The magic of Kaufman’s jokes was how they twisted reality. He fought pro  wrestler Jerry Lawler for real, sustaining nasty-sounding injuries in the  process. That’s comedy, if we accept Mel Brooks’ definition: “Tragedy is when I  cut my finger. Comedy is when you fall into an open sewer and die.”

For it to be really funny, we have to really believe the comedian is falling.  Or — better yet — that other people really believe he’s falling, while we know  he’s not. Or is he? We don’t know.

Cohen is great at that. It’s hard not to read the wrestling match as the  climax of “Bruno” as an homage to Kaufman. If anything, Cohen takes  commitment even futher than Kaufman — unless Kaufman really  did fake his death, in which case he gets the grand prize. And no one will ever  know for sure.

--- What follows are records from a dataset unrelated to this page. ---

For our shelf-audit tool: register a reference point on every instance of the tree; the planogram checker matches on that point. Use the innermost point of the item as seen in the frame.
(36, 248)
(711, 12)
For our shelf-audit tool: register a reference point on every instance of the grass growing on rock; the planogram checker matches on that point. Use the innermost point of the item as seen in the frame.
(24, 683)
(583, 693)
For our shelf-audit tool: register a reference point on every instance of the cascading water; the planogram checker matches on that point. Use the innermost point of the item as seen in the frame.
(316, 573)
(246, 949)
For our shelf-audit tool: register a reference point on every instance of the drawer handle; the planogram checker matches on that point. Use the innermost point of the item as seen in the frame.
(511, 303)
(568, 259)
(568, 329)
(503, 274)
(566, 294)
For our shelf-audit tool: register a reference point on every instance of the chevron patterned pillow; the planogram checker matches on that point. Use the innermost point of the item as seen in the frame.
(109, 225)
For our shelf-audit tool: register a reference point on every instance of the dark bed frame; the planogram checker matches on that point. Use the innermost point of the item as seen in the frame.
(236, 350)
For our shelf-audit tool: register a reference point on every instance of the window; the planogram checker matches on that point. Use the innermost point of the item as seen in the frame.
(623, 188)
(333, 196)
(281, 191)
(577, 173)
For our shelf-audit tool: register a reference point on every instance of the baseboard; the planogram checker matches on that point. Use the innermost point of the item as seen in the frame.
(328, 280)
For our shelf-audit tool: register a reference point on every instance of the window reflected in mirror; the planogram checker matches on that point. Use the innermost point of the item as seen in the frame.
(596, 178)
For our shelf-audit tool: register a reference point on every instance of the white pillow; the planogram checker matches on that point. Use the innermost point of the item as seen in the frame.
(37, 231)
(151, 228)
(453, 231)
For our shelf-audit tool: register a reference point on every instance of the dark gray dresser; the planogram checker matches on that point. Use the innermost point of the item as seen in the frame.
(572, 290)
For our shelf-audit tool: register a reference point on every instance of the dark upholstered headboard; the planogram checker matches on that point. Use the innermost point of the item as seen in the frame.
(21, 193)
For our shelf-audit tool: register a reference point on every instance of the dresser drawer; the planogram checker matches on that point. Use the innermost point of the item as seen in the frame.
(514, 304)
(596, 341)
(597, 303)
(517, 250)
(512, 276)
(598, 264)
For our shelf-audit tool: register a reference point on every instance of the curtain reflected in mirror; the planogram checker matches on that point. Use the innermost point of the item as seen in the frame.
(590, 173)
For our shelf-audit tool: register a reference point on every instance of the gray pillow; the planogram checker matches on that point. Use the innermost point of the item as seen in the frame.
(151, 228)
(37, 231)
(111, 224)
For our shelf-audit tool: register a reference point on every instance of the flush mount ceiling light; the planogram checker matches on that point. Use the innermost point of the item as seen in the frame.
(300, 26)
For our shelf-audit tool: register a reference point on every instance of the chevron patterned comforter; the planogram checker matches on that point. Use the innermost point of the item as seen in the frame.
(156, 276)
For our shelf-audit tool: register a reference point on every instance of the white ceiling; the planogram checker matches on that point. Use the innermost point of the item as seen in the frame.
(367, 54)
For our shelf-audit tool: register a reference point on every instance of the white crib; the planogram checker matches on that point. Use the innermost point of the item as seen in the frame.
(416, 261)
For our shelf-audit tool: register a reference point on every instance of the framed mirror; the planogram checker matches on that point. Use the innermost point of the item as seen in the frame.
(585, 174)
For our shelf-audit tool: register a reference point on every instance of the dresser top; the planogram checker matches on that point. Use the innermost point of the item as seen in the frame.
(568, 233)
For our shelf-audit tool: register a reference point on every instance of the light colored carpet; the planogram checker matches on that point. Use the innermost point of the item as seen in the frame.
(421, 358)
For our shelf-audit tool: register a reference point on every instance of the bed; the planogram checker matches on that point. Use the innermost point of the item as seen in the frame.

Cohen commits by putting his character not just in danger of a pro wrestler  who may be in on the joke, but in the line of fire of human variables: armed  homophobic hunters, angry cops, rabid wrestling fans.

His latest Kaufmanesque stunt was his straight-faced killing of a Charlie  Chaplin co-star at the BAFTA awards. Brilliant. He caught the audience off-guard  by starting with a lame Chaplin routine — poor Sacha, we thought, his best years  are behind him — before slipping and pushing an octogenarian to her apparent  death.

Cohen has taken some of the knottier aspects out of Kaufman’s routines —  we know that he, at heart, seems quite sane, though we still don’t have a read  onKaufman — while amplifying the slapstick and social commentary. While not  as groundbreaking as Kaufman, he’s building on what Kaufman did  in the best possible sense. (Let’s not talk about “The Dictator.”)

There’s a dash of Kaufman in “Bad Grandpa,” too. And all the  “Jackass” projects. And the absurdist humor of “Mr. Show,” “Conan,” and every  other comedic outlet that knows how to bend reality and make it a lot funnier.  If Kaufman is alive, he’s managed to subvert the most brutal reality  of all, death.

Our not knowing is the most Kaufmanesque possibility of all.